En la comedia es el servidor del héroe de ésta, coronel Manly, cuya sencilla y franca dig­nidad americana se contrapone a la frivo­lidad y doblez de las maneras importadas de Europa. Señor y criado son, en efecto, dos variaciones sobre un tema único, que es aún, sobre todo en el cine, uno de los mayores temas de la expresión americana: la superioridad de la inocencia sobre la ex­periencia, de lo natural sobre lo artificial, de lo sencillo sobre lo artificioso y de lo puro sobre lo corrompido.

Nada podría ser más característicamente americano que la representación por parte de Tyler de este tema en su forma «seria», en cuanto certeza moral que exige respeto, y a la vez en su variante cómica, en cuanto a caricatura que releva al respecto de toda solemnidad moral. «Yo soy un americano yanqui de pura sangre, hijo de la libertad», declara Jonathan: es decir, es un alma sencilla do­tada de un sólido sentido común y de una astucia natural. Sólidamente sostenido por sus huesos de puritano de Nueva Inglaterra, Jonathan puede prescindir de la educación convencional y de todas las formalidades sociales.
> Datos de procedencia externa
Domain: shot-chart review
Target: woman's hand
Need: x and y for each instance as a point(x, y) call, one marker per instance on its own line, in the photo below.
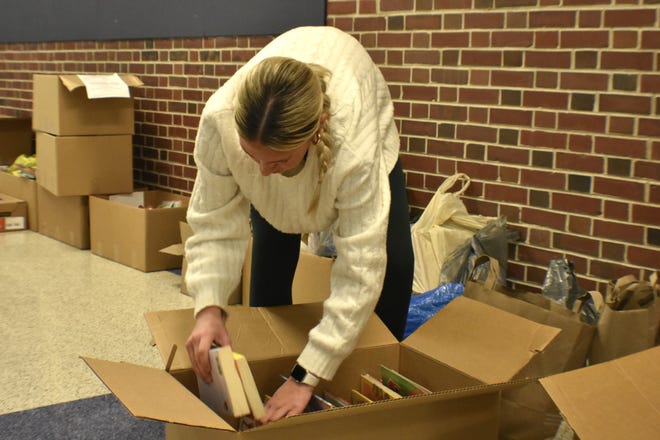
point(290, 399)
point(209, 328)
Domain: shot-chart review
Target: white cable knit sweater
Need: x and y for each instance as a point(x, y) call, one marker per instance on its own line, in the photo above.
point(355, 192)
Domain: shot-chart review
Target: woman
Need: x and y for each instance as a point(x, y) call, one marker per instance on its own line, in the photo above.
point(299, 139)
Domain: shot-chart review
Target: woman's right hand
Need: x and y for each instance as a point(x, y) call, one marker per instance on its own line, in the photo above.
point(209, 328)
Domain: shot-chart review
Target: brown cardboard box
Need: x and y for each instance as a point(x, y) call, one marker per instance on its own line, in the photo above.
point(619, 399)
point(84, 165)
point(132, 235)
point(15, 139)
point(24, 189)
point(311, 282)
point(464, 353)
point(60, 106)
point(13, 213)
point(64, 218)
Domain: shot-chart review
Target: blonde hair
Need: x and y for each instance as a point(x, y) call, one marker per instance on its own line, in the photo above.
point(279, 105)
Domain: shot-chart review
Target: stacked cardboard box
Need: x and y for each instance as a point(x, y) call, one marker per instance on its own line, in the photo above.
point(16, 139)
point(84, 147)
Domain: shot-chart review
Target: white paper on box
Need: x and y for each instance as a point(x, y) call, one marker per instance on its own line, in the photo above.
point(105, 86)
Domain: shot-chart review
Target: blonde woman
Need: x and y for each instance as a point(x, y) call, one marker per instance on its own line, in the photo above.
point(299, 139)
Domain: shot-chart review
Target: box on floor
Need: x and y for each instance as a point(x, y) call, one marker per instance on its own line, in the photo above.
point(13, 213)
point(311, 282)
point(84, 165)
point(614, 400)
point(15, 139)
point(64, 218)
point(24, 189)
point(132, 229)
point(467, 366)
point(60, 106)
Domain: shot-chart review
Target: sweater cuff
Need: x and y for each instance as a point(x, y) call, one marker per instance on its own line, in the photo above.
point(318, 362)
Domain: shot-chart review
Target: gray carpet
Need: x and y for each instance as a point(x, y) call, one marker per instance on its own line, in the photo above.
point(102, 417)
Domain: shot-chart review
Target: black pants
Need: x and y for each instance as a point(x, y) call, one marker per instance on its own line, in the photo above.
point(275, 256)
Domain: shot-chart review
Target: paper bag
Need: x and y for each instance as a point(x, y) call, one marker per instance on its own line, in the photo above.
point(631, 329)
point(528, 412)
point(444, 226)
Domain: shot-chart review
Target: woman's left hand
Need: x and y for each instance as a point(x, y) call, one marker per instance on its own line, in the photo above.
point(290, 399)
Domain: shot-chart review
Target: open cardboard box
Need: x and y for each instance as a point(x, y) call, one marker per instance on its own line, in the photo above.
point(311, 282)
point(467, 353)
point(24, 189)
point(13, 213)
point(619, 399)
point(15, 139)
point(60, 106)
point(131, 229)
point(84, 165)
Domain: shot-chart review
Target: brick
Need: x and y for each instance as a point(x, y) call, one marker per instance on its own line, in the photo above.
point(583, 81)
point(625, 104)
point(512, 79)
point(647, 215)
point(584, 39)
point(558, 19)
point(481, 58)
point(519, 156)
point(542, 217)
point(624, 147)
point(450, 39)
point(643, 256)
point(511, 117)
point(583, 245)
point(512, 39)
point(548, 59)
point(627, 60)
point(631, 18)
point(476, 133)
point(577, 204)
point(546, 99)
point(619, 188)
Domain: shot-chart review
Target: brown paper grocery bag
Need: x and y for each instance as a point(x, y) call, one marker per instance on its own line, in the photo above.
point(528, 412)
point(626, 331)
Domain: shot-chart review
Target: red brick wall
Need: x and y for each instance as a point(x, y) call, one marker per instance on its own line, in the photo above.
point(550, 106)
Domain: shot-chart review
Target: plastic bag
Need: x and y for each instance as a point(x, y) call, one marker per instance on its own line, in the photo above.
point(427, 304)
point(492, 240)
point(444, 226)
point(561, 286)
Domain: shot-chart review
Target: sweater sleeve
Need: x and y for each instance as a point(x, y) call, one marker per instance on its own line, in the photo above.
point(218, 216)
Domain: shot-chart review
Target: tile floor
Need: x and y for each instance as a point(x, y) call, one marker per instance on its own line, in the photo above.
point(58, 303)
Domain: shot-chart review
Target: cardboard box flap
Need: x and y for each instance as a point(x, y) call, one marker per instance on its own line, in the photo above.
point(613, 400)
point(72, 82)
point(257, 332)
point(484, 342)
point(154, 394)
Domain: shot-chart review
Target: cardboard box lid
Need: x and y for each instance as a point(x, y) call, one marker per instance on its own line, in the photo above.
point(613, 400)
point(72, 82)
point(154, 394)
point(484, 342)
point(257, 332)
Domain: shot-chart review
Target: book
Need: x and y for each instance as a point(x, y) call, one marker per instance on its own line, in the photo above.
point(249, 386)
point(375, 390)
point(225, 395)
point(335, 400)
point(358, 397)
point(400, 383)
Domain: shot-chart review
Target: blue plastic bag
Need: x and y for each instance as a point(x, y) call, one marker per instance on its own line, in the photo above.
point(427, 304)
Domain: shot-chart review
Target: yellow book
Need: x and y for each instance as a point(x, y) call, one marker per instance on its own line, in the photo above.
point(358, 397)
point(375, 390)
point(250, 386)
point(225, 395)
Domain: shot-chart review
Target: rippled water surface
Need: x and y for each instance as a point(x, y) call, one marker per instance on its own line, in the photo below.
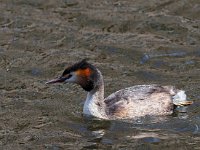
point(131, 42)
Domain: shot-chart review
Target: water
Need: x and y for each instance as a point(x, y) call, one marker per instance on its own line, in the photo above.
point(131, 42)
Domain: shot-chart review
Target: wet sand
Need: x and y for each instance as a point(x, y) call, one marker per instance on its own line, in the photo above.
point(131, 42)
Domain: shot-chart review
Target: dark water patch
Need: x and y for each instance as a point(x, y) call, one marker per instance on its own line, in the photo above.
point(146, 75)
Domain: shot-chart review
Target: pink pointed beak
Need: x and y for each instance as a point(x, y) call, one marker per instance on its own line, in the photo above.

Su alto cuerpo rudo y enjuto tra­duce lo anguloso de su espíritu: no puede soportar nada que no sea funcional, nada decorativo; desconfía del «placer»; atávicas luchas con el Diablo (v.) le hacen ver con suspicacia los refinamientos sociales. Su aplomo y su rapidez intelectual salvaguar­dan la virgen integridad de su soledad mo­ral: virginidad, integridad y soledad son como la Tierra, el Aire y el Agua de su vida ética; el Fuego es un residuo de fervor teológico. Este «yanqui de pura sangre» — que ha sido llamado Ebenezer y Abner y Ethan (v. Ethan Frome) y Silas (v. Silas Lapham), no menos que Jonathan — fue más conocido por sus acciones que por la com­pleja estructura moral de éstas, y el tér­mino de «yanqui» se empleó para designar ciertas máscaras rituales — el hábil vende­dor ambulante, el astuto mercader, el cam­pesino filosóficamente burlón, el adivino de aldea — asumidas por el hombre de la calle, más bien que la entidad moral originaria.

Jonathan fue un descendiente colateral del «Yankee Doodle» de la Revolución, del cual descendía directamente el «hermano Jona­than»; y «hermano Jonathan» fue el nom­bre genérico que designó al ciudadano de Nueva Inglaterra antes de convertirse en designación genérica de América y de los americanos. La familia tuvo un carácter co­mún, que se transmitió después al Tío Sam (v.). Gran parte de la fisonomía social ame­ricana y algunos de los más íntimos rasgos espirituales de los americanos modernos tie­nen sus prototipos en esta familia de figuras casi mitológicas.